User Trust Crisis: $30 Million Capital Exodus
Shortly after the airdrop announcement, approximately $30 million in funds quickly withdrew from the Lighter platform. This is not just normal volatility but a direct reflection of disillusionment among points mining users—many realized they had been harvested under opaque rules.
On-chain data further confirms this disappointment: trading volume and total value locked (TVL) have sharply declined. As incentive-driven activity diminishes, user stickiness erodes rapidly. The community is beginning to reflect— is participating in the points season worth it without transparent mechanisms? This capital outflow highlights the common dilemma faced by decentralized perpetual contract exchanges: shifting from a false prosperity driven by incentives to a ruthless scrutiny of real demand.
Sustainability Dilemma: Who Will Remain After Incentives End?
The core issue for Lighter is whether it can retain users once incentives cease. This involves three key uncertainties.
First, the protocol’s revenue is unappealing. An annualized $105 million in revenue against a $1.80B market cap yields a relatively modest ratio. Second, there is a lack of transparent buyback mechanisms. While Lighter promises $LIT holders will see value accumulation, how exactly this will be achieved remains undisclosed, further fueling investor doubts. Lastly, the zero-fee model is attractive, but whether combining it with zk-Rollup technology can create a real competitive advantage has yet to be proven.

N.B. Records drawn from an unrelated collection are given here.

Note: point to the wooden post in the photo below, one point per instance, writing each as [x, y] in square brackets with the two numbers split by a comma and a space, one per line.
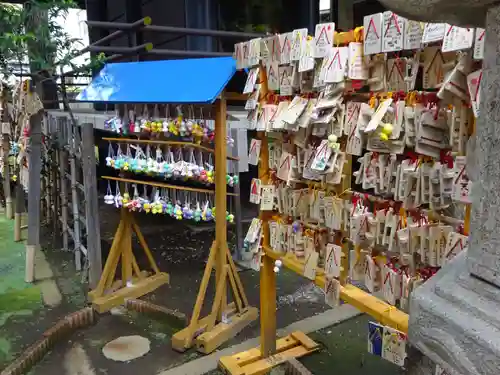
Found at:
[34, 195]
[235, 169]
[6, 148]
[91, 205]
[18, 216]
[220, 195]
[267, 275]
[238, 215]
[74, 198]
[63, 162]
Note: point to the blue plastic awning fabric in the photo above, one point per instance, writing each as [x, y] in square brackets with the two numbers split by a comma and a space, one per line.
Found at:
[189, 81]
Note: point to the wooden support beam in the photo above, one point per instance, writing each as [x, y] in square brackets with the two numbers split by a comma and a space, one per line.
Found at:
[94, 254]
[134, 283]
[224, 321]
[34, 196]
[167, 186]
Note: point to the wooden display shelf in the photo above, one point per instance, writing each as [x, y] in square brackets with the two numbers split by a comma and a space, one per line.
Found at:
[167, 143]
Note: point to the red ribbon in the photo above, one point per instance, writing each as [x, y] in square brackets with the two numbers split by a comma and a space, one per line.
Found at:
[446, 158]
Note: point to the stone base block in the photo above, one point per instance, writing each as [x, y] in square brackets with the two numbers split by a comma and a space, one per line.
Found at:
[455, 321]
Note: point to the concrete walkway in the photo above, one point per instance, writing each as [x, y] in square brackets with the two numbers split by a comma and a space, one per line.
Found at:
[18, 299]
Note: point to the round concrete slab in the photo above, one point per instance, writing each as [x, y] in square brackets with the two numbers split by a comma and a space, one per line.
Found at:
[126, 348]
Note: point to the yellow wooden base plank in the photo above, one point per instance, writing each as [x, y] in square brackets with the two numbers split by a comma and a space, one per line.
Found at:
[207, 342]
[105, 303]
[179, 338]
[250, 362]
[363, 301]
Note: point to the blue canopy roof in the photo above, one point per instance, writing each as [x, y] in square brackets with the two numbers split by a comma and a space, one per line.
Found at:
[196, 81]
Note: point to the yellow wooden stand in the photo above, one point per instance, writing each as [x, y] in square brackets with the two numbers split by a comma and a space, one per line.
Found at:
[273, 352]
[295, 345]
[134, 282]
[225, 320]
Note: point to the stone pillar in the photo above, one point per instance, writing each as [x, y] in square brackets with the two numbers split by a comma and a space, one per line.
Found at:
[484, 249]
[454, 319]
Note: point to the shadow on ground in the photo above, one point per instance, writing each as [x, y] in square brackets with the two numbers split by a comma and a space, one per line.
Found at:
[182, 253]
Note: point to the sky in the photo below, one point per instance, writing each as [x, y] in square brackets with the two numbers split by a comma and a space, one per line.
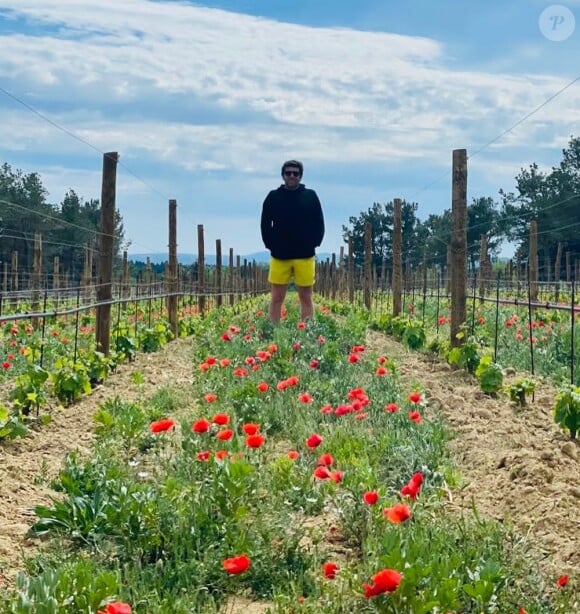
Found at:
[203, 101]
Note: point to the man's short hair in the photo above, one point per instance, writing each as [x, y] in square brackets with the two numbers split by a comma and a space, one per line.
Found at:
[293, 163]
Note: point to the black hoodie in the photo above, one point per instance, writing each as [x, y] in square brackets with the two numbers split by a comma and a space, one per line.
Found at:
[292, 223]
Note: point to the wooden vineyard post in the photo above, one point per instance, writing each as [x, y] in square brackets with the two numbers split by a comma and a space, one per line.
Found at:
[107, 246]
[533, 261]
[397, 257]
[200, 270]
[172, 270]
[458, 245]
[368, 264]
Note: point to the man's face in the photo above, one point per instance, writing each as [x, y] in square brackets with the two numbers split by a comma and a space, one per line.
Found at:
[291, 177]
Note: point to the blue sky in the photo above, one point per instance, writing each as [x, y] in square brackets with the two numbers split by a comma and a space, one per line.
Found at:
[204, 100]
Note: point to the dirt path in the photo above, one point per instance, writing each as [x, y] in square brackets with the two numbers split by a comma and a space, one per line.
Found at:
[516, 465]
[26, 465]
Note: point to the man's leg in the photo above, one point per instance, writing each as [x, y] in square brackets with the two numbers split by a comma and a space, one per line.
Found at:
[278, 294]
[306, 304]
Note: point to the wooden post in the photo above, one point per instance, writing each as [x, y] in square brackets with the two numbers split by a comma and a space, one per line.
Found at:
[106, 249]
[200, 269]
[36, 276]
[533, 261]
[218, 272]
[368, 273]
[172, 270]
[458, 245]
[397, 257]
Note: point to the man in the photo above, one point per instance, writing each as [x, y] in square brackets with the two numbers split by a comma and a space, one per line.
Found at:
[292, 228]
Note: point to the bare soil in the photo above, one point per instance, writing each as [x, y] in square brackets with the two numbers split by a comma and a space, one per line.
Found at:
[516, 465]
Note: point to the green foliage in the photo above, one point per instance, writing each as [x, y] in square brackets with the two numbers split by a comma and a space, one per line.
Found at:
[567, 409]
[489, 375]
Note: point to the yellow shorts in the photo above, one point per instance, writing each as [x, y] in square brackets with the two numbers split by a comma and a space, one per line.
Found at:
[301, 269]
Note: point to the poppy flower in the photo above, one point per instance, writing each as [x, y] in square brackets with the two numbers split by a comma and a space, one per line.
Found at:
[255, 441]
[225, 435]
[221, 419]
[370, 497]
[314, 440]
[250, 428]
[201, 426]
[325, 459]
[385, 581]
[329, 570]
[160, 426]
[118, 607]
[415, 416]
[236, 564]
[321, 473]
[398, 513]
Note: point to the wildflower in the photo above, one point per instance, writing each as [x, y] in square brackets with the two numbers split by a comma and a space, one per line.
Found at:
[117, 607]
[236, 564]
[160, 426]
[255, 441]
[385, 581]
[250, 428]
[398, 513]
[221, 419]
[415, 416]
[325, 459]
[329, 570]
[314, 440]
[200, 426]
[225, 435]
[371, 497]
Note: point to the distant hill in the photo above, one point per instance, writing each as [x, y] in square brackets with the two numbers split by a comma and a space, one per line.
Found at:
[160, 257]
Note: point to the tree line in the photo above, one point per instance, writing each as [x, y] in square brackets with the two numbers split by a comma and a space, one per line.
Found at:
[552, 198]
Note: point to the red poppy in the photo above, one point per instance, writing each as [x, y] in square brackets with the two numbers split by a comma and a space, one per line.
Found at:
[322, 473]
[385, 581]
[118, 607]
[415, 416]
[250, 428]
[221, 419]
[371, 497]
[201, 426]
[314, 440]
[255, 441]
[329, 570]
[398, 513]
[236, 564]
[160, 426]
[325, 459]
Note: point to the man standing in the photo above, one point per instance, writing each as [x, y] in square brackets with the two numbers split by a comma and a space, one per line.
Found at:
[292, 227]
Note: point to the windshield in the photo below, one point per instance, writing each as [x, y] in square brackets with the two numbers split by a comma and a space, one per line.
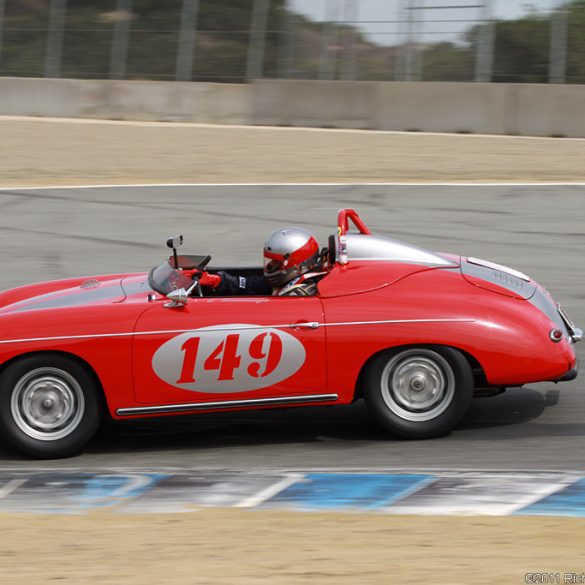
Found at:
[165, 279]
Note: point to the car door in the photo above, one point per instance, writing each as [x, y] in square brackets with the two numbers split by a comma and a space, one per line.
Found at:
[229, 348]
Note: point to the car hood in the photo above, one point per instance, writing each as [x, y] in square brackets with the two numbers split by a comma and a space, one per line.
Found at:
[62, 294]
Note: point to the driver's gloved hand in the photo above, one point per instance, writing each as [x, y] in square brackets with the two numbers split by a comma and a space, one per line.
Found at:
[205, 279]
[210, 280]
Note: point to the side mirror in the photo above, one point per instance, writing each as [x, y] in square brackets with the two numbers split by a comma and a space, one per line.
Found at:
[177, 298]
[175, 242]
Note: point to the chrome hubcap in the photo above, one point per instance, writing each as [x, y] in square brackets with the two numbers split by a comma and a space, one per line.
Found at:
[417, 385]
[47, 404]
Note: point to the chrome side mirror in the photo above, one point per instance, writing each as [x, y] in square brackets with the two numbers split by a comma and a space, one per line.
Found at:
[177, 298]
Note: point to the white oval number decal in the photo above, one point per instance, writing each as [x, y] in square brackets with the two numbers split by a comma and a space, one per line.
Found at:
[228, 358]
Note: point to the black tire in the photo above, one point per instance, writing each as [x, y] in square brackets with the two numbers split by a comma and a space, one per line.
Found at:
[49, 406]
[419, 392]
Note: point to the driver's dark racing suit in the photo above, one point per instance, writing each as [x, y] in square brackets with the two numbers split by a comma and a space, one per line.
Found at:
[304, 285]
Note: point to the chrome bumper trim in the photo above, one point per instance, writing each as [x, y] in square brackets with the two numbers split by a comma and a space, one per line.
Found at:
[169, 408]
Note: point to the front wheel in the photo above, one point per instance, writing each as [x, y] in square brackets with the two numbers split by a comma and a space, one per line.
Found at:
[49, 406]
[419, 392]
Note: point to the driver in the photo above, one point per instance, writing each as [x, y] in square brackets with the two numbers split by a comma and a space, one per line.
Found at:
[291, 268]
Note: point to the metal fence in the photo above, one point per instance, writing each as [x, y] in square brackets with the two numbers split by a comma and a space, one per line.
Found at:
[240, 40]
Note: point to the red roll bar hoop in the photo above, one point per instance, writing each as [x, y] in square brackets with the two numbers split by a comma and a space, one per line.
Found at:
[343, 222]
[343, 226]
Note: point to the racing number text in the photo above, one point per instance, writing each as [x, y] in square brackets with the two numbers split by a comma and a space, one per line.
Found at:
[266, 348]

Critics emphasize practical risks, such as past platform outages during market volatility and the LLP liquidity pool mechanism potentially amplifying losses in extreme conditions. These risks will be scrutinized more intensely once incentives fade.
Future Test: Can Coinbase Listing Turn the Tide?
Lighter still has a chance. The remaining 25% of ecosystem tokens will be used for future points seasons, partnerships, and spot trading expansion (ETH deposits are already live). Coinbase’s roadmap inclusion and spot listing provide short-term hype, but long-term success depends on whether its business model can prove sustainable.
Market observers will focus on whether Lighter can maintain user activity after incentives fade or if it will follow the old pattern of airdrop projects that dump after issuance. This time, the community’s response to the “controversy” will be decisive—once trust is lost, no amount of technological innovation can recover it.